Cash Flow from Financing

The cash flow from financing (CFF) item on the cash flow statement shows the cash that a company received or paid due to financing activities. CFF includes cash flows from the issuance of common stock, from the repurchase of stock, from dividends paid to shareholders, from the sale of bonds, and from distributions of excess cash from a subsidiary to its parent company.

What Is Cash Flow from Financing?

Cash flow from financing is the net change in a company's cash and cash equivalents that results from cash inflows and outflows related to financing activities. This includes activities such as issuing and repaying debt, and making and receiving payments on equity investments. The cash flow from financing can be positive or negative, and it can be used to indicate a company's ability to generate cash flow from its financing activities.

How Is Cash Flow from Financing Calculated?

Cash flow from financing is the net amount of cash that a company receives or pays out as a result of its financing activities. This includes all of the company's activities related to issuing and repaying debt, as well as issuing and redeeming equity. The cash flow from financing equation can be represented as follows:

CF = Issuance of Debt - Repayment of Debt - Issuance of Equity - Redemption of Equity

This equation can be broken down into its individual components to help illustrate how it is calculated. The cash flow from financing equation can be decomposed into the following four components:

1. Issuance of Debt: The cash received from issuing new debt.

2. Repayment of Debt: The cash paid out to retire existing debt.

3. Issuance of Equity: The cash received from issuing new equity.

4. Redemption of Equity: The cash paid out to redeem existing equity.

Who Uses Cash Flow from Financing?

Cash flow from financing is used by investors, analysts, and managers to make informed decisions about a company's financial stability and future prospects. It can be used to determine a company's ability to repay its debts, as well as to assess the attractiveness of potential investments. In addition, cash flow from financing can be used to help forecast a company's future earnings and cash flow.

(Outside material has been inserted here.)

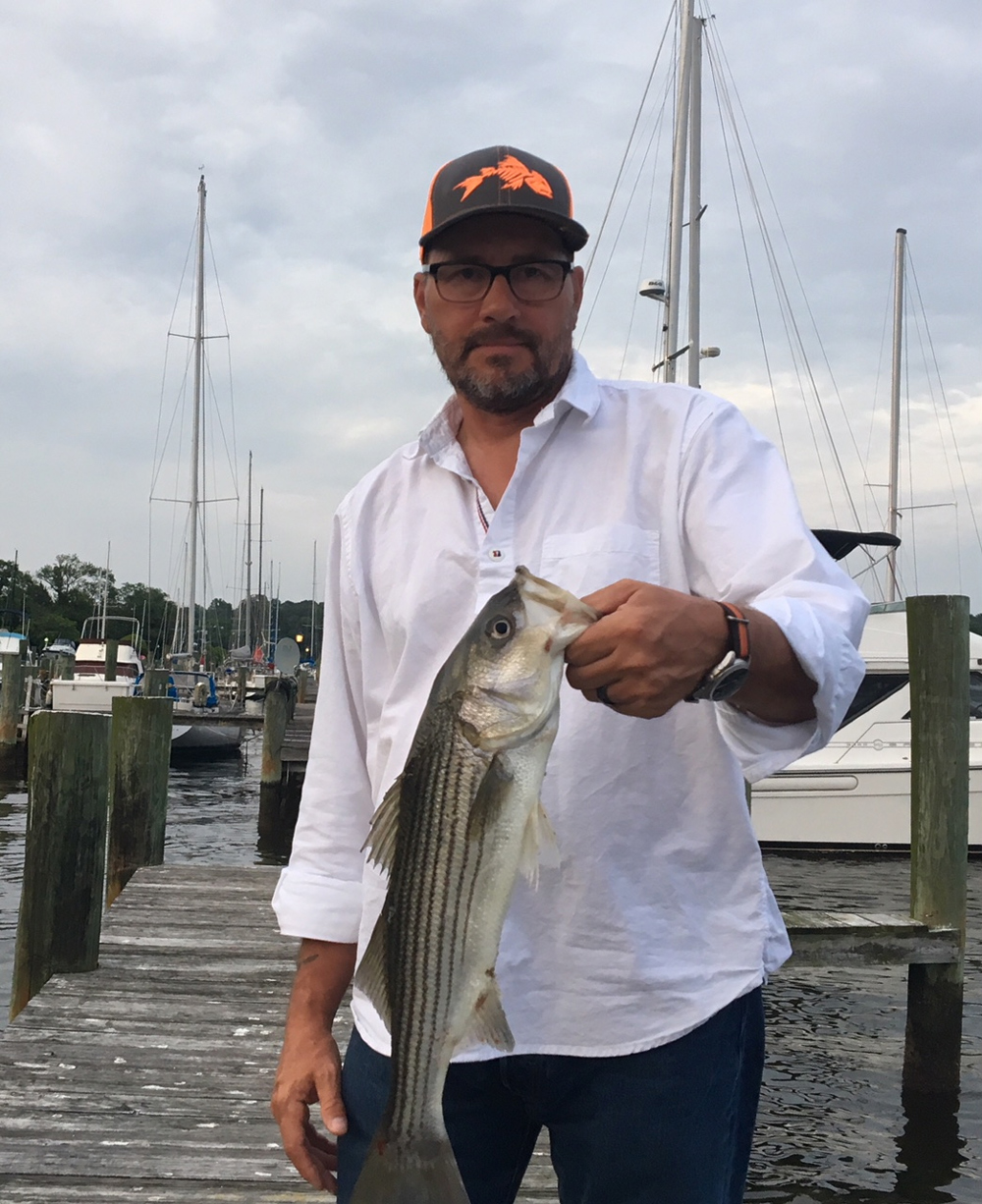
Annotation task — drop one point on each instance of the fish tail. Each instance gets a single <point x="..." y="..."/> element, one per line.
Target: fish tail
<point x="401" y="1172"/>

What Are Some Examples of Cash Flow from Financing?

Cash flow from financing activities includes the issuance of debt and equity, as well as the repayment of debt and dividends paid to shareholders. For a company, cash flow from financing activities represents the net increase or decrease in cash and cash equivalents resulting from its financing activities. This can include issuing new debt, issuing new equity, or repaying debt. It can also include dividends paid to shareholders, proceeds from the sale of stock, and payments of principal and interest on debt.